Fikir Günlüğü

Büyük Savaşların sonucunda demokrasi ortadan kalkmıştı. Halkın dini inançları sarsılmış, tanrılara güven kaybolmuştu. Genç nüfusun çoğu savaşlarda ölmüş ve dört bir yanı hastalıklar sarmıştı. Yöneticiler sürgüne gönderilmişti. Ülke yenide inşa edilmeli, demokrasi yeniden tesis edilmeliydi. Sokrates sorguladı. Eskiyi, hikmet diye bilinenleri, inançları, tanrıları, her şeyi. Doğruysak, inançlıysak tanrılar neden bize yardım etmedi?

Yerleşik yargıları sorgulamak çok tehlikelidir. İki bin beş yüz yıl önce tehlikeliydi, şimdi de tehlikeli. Sokrates gençlerin ahlakını bozmak ve dinsizlikle suçlandığı mahkemede yargılandı ve ölüme mahkûm edildi.

Özür dilemedi, pişmanlık belirtmedi, sadece inandığı değerleri savundu, sahip çıktı.

Bir grup iftiracı: "-Sokrates hem yerin altındakileri hem de göktekileri araştırır. İşgüzarın biridir. Bu nedenle de suçludur. Başkalarına da aynı şeyleri öğreterek, kötüyü iyiymiş gibi gösteriyor", demişti.

Binlerce yıl sonra bizim kendi tarihimizde, gözlemevi inşa ederek gökyüzünü inceleyen alimin başına gelenin aynısıdır aslında... Ona da demişlerdi ki, "-dürbünle gökyüzündeki meleklerin bacaklarına bakıyor, kafir!"

Sokrates mahkemeye verilme nedenini bulmuştur: bilgelik.

Yargı meclisinin 500 oyu içinde 30 oy farkla suçlu bulunur. Hapis istemez, çünkü otorite altında köle gibi yaşayamaz. Para cezasını zaten ödeyemeyecektir. Sürgünü de şiddetle reddeder. Dili yüzünden memleketinde bile zor barınmaktadır, nereye gitse aynısı olacaktır.
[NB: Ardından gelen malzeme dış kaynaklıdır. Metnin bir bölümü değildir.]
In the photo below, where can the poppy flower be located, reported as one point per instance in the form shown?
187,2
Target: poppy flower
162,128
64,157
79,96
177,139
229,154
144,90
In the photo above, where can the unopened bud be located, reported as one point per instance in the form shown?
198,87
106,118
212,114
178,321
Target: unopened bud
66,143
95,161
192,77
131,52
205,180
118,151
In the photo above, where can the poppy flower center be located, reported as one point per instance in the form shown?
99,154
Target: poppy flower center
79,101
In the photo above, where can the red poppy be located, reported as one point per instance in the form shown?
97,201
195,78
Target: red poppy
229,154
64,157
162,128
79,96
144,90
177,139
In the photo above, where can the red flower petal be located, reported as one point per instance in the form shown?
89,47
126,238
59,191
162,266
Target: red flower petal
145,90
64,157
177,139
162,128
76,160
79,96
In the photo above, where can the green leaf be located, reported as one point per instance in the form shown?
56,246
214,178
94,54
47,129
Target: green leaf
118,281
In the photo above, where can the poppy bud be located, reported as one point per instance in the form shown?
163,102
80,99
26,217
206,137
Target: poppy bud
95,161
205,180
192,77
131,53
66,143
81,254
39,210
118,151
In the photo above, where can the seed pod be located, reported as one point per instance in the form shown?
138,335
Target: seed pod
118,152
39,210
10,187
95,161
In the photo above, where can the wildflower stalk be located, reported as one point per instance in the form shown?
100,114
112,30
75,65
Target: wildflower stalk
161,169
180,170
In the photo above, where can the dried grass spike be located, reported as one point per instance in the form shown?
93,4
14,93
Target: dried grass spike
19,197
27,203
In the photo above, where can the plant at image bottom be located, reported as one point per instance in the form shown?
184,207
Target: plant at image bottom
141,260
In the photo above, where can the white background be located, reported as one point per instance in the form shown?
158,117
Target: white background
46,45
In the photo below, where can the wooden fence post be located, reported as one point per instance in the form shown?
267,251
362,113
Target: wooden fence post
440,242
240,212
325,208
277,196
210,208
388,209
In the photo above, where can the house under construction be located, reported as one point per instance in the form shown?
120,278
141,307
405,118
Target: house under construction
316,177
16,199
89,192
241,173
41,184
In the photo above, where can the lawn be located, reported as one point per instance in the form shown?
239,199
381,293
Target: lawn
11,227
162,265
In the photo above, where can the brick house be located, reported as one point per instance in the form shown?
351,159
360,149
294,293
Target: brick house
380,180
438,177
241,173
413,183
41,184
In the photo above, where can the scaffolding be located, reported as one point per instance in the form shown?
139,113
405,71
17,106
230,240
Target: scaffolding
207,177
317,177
Ömrü az kalmıştır, ölüm cezasını kabul eder.

Yargı huzurunda kendini küçük düşürmez ve yalvarmaz, gerçek öldürülüş sebebi de budur. Af dilese, pişmanlık belirtse kurtulacaktır.

Yalvarmaktansa ölmeyi yeğleyeceğini belirtir.

Son kehaneti, ölümünü onaylayanların başlarına büyük belalar geleceğidir.

Vasiyeti şudur: gelecekte oğulları erdem yerine paraya daha çok değer verir ya da sahte bir bilgelik hissine kapılırlarsa, kendilerini bilmezlerse, yapmaları gerekeni yapmazlarsa; kendisinin suçlayıcılarına davrandığı gibi davranmalarını öğütler.

"-Artık ayrılma vakti geldi çattı, ben ölmeye, sizler de yaşamlarınızı sürdürmeye gidiyorsunuz. Hangisinin daha iyi olduğunu sadece tanrı bilebilir", diyerek savunmasını bitirir.

Kaçma fırsatı varken kaçmamış, kendi eliyle Baldıran zehrini içerek cezasını kendi infaz etmiştir.

Yasalara uyan ve kendi ilkelerinden taviz vermeyen büyük filozof, bilgeliğin, bilim ve erdemin yıkılmayan anıtıdır.

Nokta kadar menfaat için virgül gibi eğilenlerin onu hiç sevmemesi bundandır.